Совершенно не рассматривалась Ю.Зорей версия о том, что для успеха фальсификации Катынского дела немецкие эксперты просто обязаны были «подгонять» результаты своей эксгумации под этапные списки на отправку польских военнопленных из Козельска. Вполне вероятно, что подобные списки могли быть обнаружены немцами в архивах захваченных лагерей с поляками под Смоленском или легко восстановлены путем элементарного опроса находившихся в лагерях польских военнопленных.
Более того, источником этих списков могла быть сама польская сторона. Известно, что в 1941-42 гг. этапные списки на отправку военнопленных из Козельского лагеря были восстановлены ротмистром Юзефом Чапским на основании рассказов польских военнопленных, попавших в 1940 г. из Козельска в Грязовецкий лагерь НКВД СССР, а оттуда осенью 1941 г. – в армию Андерса.
Делая свои выводы, Зоря также не учел того элементарного обстоятельства, что совпадения в списках должны были неизбежно возникнуть и в случае расстрела польских военнопленных немецкими властями!

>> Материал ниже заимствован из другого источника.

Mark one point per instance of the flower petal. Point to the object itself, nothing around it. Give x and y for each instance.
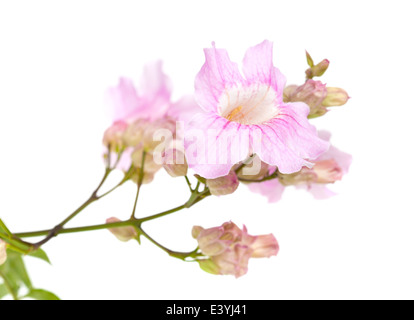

Ведь расселение по жилым баракам и формирование рабочих бригад весной 1940 г. шло по мере реального поступления военнопленных в лагеря «особого назначения» к западу от Смоленска, что обусловливало сохранение тех компактных групп, в составе которых они ехали по этапу. Захватив лагеря, немцы, большие любители порядка, вероятно, предпочли не менять четко налаженную систему. Поэтому, кто бы ни расстрелял пленных поляков – сотрудники НКВД весной 1940 г., или нацисты осенью 1941 г., на расстрел польских военнопленных должны были вести практически теми же группами, в составе которых они ехали по этапу, спали в бараках и ходили на работу.
При таких обстоятельствах любое случайное или закономерное совпадение последовательностей из нескольких фамилий в списках с одинаковой очевидностью косвенно свидетельствовало как о возможной вине в расстреле поляков НКВД СССР, так и о возможной вине немцев (документы Политбюро из «закрытого пакета» в то время не были известны). Однако в 1990 г. не вполне корректные выводы Ю.Н.Зори стали одним из основных аргументов при установлении виновности сотрудников НКВД в расстреле польских военнопленных.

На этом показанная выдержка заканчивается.